Foi num 11 de outubro, só que de 1990, que eu vi Eric Clapton ao vivo e a cores pela primeira (e até agora única) vez. O local não podia ser pior – se o ginásio do Mineirinho ainda tem sérios problemas de acústica até hoje, imagina como era há 21 anos. Mas pelo menos dava pra ouvir e ver bem de onde eu estava, então não me arrisquei a sair do lugar nem dez centímetros, com medo de perder o que devia ser um dos poucos metros quadrados daquela quadra em que era possível entender o que o moço estava cantando.

Clapton havia lançado o album Journeyman no ano anterior e estava a pouco mais de um ano de gravar seu Acústico, então o show teve um pouco de tudo – o que foi perfeito pra mim, que sempre gostei muitíssimo mais dele como bluesman do que como o roqueiro de Cocaine. Para você ter uma ideia, só consegui gostar mesmo de Layla depois que ele fez a versão mais lenta e cadenciada e amei ainda mais a versão que ele e o Wynton Marsallis fizeram para a música, no melhor estilo de Nova Orleans, simplesmente genial.

Andei checando comentários sobre os shows da semana passada pela imprensa escrita, falada e mal falada – todos elogiosos, mas alguns criticaram sua frieza e pouca empatia com o público. Sei não, acho que o pessoal viciou no estilo Rock in Rio de ser e agora ficam esperando cantor enrolado na bandeira do Brasil, uma introdução de Garota de Ipanema ou uma meia dúzia de palavras em português para delírio da plateia. Vamulá, né gente, essas coisas combinam tanto com Eric Clapton quanto Justin Bieber combina com ópera. Se o moço já não era muito afeito a caras e bocas no passado, agora então, um senhorinho de seus 66 anos (tá, sempre existem exceções, né Mick Jagger?) é que eu não vejo a menor chance disso acontecer. Ele vai lá, dá boa noite, toca e canta como poucos. Contentem-se com isso, senhoras e senhores, que já está de ótimo tamanho.

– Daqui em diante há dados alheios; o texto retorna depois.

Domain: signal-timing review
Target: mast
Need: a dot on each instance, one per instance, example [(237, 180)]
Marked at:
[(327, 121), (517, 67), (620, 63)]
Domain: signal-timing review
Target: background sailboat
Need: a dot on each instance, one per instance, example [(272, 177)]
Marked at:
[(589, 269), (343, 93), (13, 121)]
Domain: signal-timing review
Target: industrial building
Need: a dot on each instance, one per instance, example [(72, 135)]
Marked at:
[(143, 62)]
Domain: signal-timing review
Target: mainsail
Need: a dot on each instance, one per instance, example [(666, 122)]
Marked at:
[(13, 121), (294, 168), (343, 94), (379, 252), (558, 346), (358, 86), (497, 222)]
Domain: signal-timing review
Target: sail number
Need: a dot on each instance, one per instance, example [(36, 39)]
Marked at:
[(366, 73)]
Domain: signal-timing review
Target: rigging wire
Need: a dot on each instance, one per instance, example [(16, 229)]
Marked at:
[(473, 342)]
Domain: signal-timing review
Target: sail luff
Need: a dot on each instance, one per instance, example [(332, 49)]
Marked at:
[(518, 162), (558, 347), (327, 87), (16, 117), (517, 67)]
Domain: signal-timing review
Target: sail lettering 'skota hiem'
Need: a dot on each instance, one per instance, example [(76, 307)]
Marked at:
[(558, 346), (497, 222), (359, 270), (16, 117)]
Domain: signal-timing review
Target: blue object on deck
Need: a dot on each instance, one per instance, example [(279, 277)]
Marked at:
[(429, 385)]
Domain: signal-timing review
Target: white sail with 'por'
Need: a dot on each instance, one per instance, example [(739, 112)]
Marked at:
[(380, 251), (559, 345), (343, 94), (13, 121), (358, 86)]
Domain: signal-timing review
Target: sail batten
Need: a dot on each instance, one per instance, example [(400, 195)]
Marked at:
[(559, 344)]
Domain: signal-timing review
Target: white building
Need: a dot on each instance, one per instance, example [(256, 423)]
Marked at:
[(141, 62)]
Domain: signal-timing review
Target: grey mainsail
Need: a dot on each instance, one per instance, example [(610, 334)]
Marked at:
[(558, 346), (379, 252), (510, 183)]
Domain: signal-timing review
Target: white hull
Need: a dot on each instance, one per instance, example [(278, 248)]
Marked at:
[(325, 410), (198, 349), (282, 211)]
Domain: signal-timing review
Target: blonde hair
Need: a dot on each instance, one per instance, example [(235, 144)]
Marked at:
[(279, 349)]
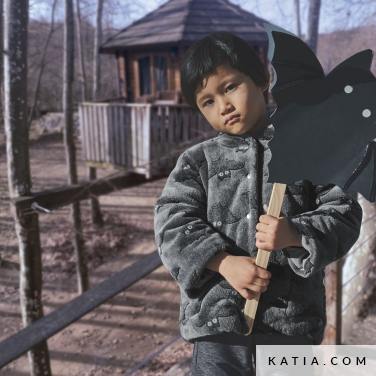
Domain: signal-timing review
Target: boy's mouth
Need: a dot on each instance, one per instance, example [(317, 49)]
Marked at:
[(231, 119)]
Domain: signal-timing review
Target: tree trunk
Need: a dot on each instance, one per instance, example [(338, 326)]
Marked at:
[(1, 64), (70, 149), (19, 177), (97, 60), (297, 18), (313, 23), (96, 215), (42, 62), (82, 79)]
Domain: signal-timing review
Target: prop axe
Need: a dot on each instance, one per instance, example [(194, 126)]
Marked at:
[(324, 125)]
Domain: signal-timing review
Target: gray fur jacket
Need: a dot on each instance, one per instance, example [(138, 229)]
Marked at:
[(211, 203)]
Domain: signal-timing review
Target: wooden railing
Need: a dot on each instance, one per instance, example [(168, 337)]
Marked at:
[(143, 138)]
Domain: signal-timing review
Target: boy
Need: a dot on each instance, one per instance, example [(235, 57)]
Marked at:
[(207, 228)]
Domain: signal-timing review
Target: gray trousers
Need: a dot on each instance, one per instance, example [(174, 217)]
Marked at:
[(230, 354)]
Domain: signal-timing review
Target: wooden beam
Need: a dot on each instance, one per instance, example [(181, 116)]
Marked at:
[(55, 198)]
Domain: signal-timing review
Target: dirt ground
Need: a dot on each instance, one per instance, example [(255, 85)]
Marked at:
[(118, 335)]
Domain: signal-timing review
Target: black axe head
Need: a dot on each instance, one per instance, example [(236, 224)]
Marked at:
[(323, 124)]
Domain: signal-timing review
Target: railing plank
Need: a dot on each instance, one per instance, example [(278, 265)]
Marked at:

Ainda não vai ser desta vez que vou vê-lo de novo, infelizmente. Acho que, pra comemorar essa ‘maioridade’ do meu primeiro show, vou ficar daqui ouvindo em looping essa lindeza de música do Jimmy Cox. Nobody Knows You When You’re Down and Out – Ninguém te conhece quando você está na pior. É, pode ser, mas todo mundo conhece Eric Clapton.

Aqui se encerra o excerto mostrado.